Among the most important of those factors is the direction in which contemporary "legislative judgments" are moving. Enmund v. Florida, supra. Between 1921 and 1973, several states by statute adopted the lethal gas method. In most instances, the abandonment of the scaffold or electric chair in favor of the gas chamber was prompted by humanitarian motives; asphyxiation was regarded as a less painful and more dignified way of administering the death penalty than hanging or electrocution. However, as awareness of the trauma associated with the lethal-gas method grew and as the lethal-injection method became better known, the trend was reversed.

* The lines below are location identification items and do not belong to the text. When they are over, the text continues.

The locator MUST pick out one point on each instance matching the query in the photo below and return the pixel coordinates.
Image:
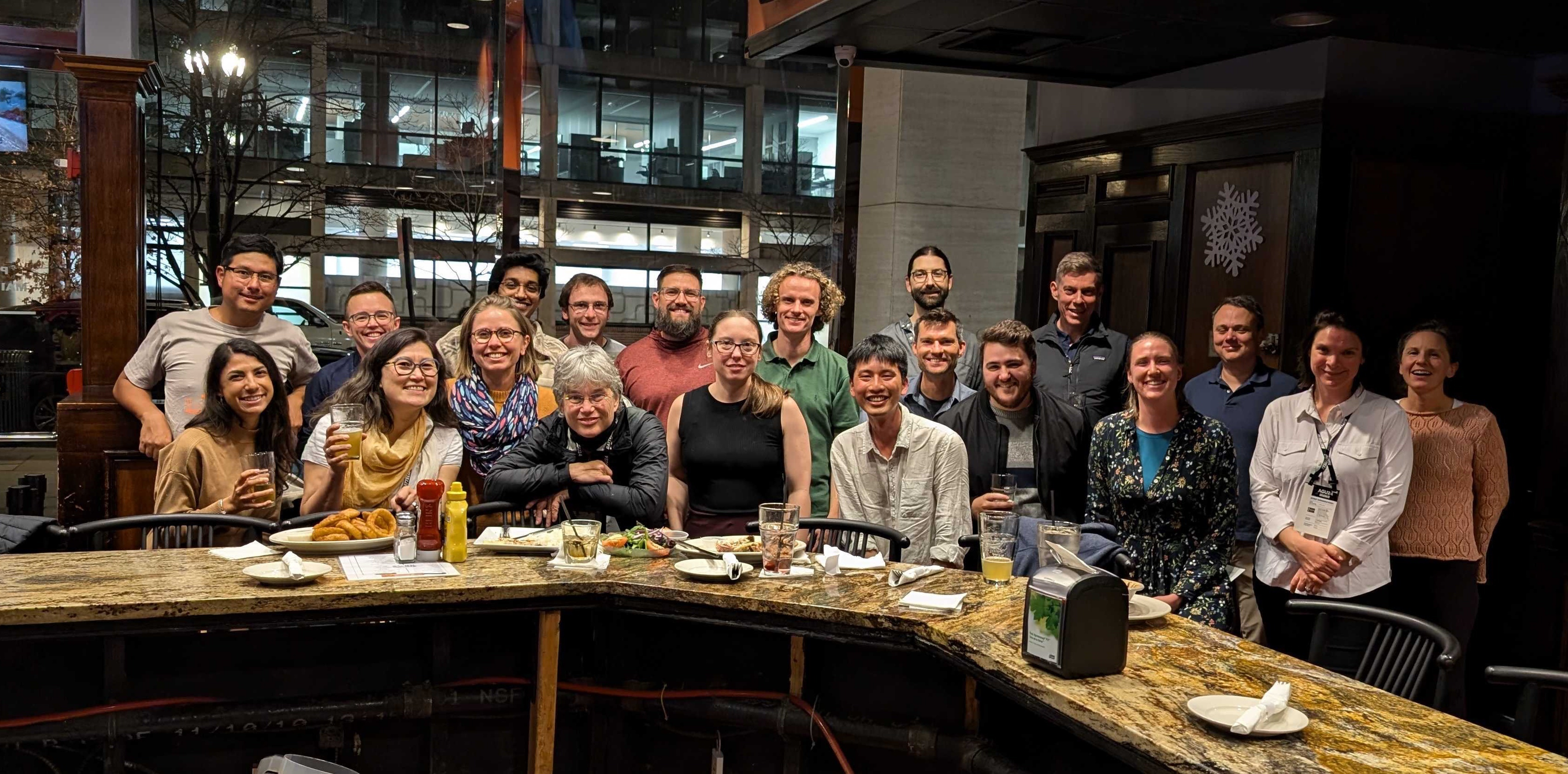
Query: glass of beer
(350, 422)
(777, 524)
(998, 541)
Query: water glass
(777, 524)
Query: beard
(673, 330)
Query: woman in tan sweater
(247, 409)
(1457, 489)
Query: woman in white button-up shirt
(1368, 441)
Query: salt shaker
(405, 541)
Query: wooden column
(91, 427)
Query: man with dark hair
(672, 359)
(1015, 427)
(585, 307)
(1080, 359)
(929, 281)
(523, 278)
(1236, 392)
(369, 314)
(899, 469)
(180, 345)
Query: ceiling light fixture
(1304, 19)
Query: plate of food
(346, 532)
(637, 543)
(529, 541)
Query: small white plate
(276, 572)
(1147, 608)
(1224, 710)
(709, 569)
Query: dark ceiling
(1115, 41)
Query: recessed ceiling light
(1304, 19)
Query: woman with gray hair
(599, 455)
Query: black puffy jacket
(636, 454)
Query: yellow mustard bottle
(457, 546)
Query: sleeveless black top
(733, 460)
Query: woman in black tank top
(738, 442)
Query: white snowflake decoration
(1231, 228)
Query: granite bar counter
(1137, 716)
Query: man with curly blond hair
(799, 301)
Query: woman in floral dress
(1166, 477)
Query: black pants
(1445, 593)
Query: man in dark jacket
(1081, 361)
(603, 458)
(1016, 429)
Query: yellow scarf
(383, 466)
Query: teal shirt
(821, 386)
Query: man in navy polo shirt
(1236, 392)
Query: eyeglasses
(405, 367)
(265, 278)
(747, 348)
(366, 317)
(576, 400)
(506, 334)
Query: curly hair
(827, 306)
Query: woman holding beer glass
(211, 467)
(738, 442)
(1166, 477)
(410, 431)
(495, 390)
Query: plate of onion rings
(346, 532)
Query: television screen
(13, 116)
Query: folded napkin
(296, 566)
(245, 552)
(598, 564)
(836, 562)
(935, 602)
(1272, 704)
(913, 574)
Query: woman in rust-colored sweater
(1457, 489)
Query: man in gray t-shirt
(180, 347)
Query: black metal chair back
(1528, 709)
(1399, 657)
(165, 530)
(849, 535)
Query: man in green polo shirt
(799, 301)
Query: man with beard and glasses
(929, 281)
(673, 359)
(520, 276)
(1081, 361)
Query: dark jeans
(1445, 593)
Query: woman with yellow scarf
(410, 435)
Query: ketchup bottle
(432, 497)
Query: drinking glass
(777, 524)
(352, 422)
(998, 541)
(581, 541)
(1060, 533)
(259, 461)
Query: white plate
(276, 572)
(488, 538)
(1224, 710)
(300, 541)
(1147, 608)
(709, 569)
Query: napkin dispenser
(1074, 620)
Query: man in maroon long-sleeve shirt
(673, 359)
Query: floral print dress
(1178, 532)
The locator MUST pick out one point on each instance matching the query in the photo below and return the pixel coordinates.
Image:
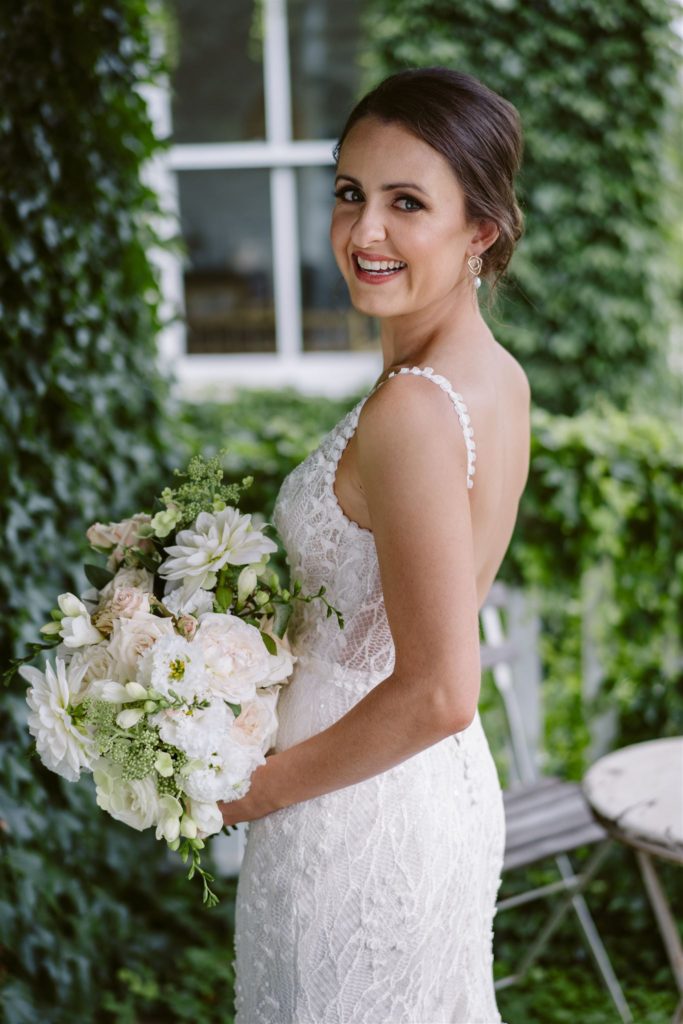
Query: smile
(378, 270)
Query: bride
(374, 854)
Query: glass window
(325, 41)
(225, 222)
(217, 88)
(330, 322)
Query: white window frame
(218, 375)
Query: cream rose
(136, 803)
(257, 723)
(127, 601)
(137, 579)
(132, 637)
(237, 659)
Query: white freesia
(174, 664)
(257, 723)
(247, 583)
(76, 628)
(237, 658)
(132, 637)
(136, 803)
(170, 812)
(128, 718)
(207, 817)
(217, 539)
(63, 747)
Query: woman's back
(497, 393)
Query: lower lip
(375, 279)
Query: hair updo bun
(475, 129)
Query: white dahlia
(62, 745)
(217, 539)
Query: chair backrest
(515, 670)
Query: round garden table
(637, 794)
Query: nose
(369, 225)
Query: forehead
(374, 150)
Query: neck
(421, 335)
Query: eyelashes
(416, 205)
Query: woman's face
(398, 200)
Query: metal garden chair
(546, 816)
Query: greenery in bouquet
(167, 671)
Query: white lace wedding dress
(372, 904)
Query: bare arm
(412, 462)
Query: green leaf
(97, 574)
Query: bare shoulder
(407, 416)
(516, 375)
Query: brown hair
(475, 129)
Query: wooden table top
(637, 794)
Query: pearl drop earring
(474, 263)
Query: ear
(486, 232)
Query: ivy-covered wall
(597, 281)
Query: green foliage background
(597, 281)
(96, 923)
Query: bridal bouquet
(167, 672)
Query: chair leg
(599, 952)
(575, 886)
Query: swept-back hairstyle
(475, 129)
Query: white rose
(207, 817)
(76, 628)
(200, 733)
(257, 723)
(237, 658)
(197, 604)
(88, 665)
(136, 803)
(228, 781)
(132, 637)
(128, 578)
(63, 747)
(174, 664)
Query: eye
(413, 206)
(342, 194)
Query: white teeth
(390, 264)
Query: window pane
(218, 80)
(225, 221)
(330, 322)
(325, 41)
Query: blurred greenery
(596, 283)
(96, 922)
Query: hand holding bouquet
(167, 672)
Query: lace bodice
(326, 547)
(372, 903)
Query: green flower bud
(164, 764)
(187, 826)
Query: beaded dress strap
(457, 400)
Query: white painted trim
(157, 174)
(284, 203)
(286, 261)
(276, 72)
(238, 156)
(334, 374)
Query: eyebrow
(388, 187)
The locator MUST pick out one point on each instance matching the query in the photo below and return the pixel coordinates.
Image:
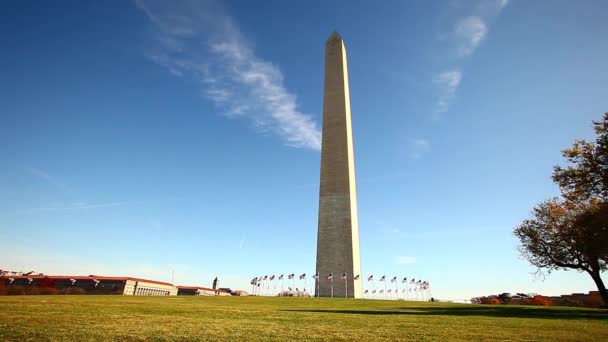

In the past decade, no state has adopted the lethal-gas method. By contrast, three states that formerly employed the gas chamber exclusively have altered their laws to require or permit use of the injection procedure. At least two other states that never had used the gas chamber considered adopting the method but rejected it in favor of the injection system. At present, only seven of the 39 jurisdictions that retain the death penalty require use of the gas chamber. This evolving consensus against compulsory use of the lethal-gas method buttresses the conclusion that the procedure must now be considered "cruel."

Under these circumstances, the majority's decision to deny the stay, thereby authorizing the execution of petitioner before we can even consider his petition for certiorari, seems to me unconscionable. Petitioner has presented a substantial challenge to the constitutionality of Mississippi's method of execution. The Court of Appeals has denied petitioner a hearing to develop his claim. Townsend v. Sain, 372 U.S. 293 (1963). Yet a majority of this Court declines to delay petitioner's execution a few more weeks until we can consider through our traditional means of deliberation whether this case raises issues of sufficient import to grant a writ of certiorari.

I dissent from the denial of the stay.

Justice STEVENS would grant the application for stay.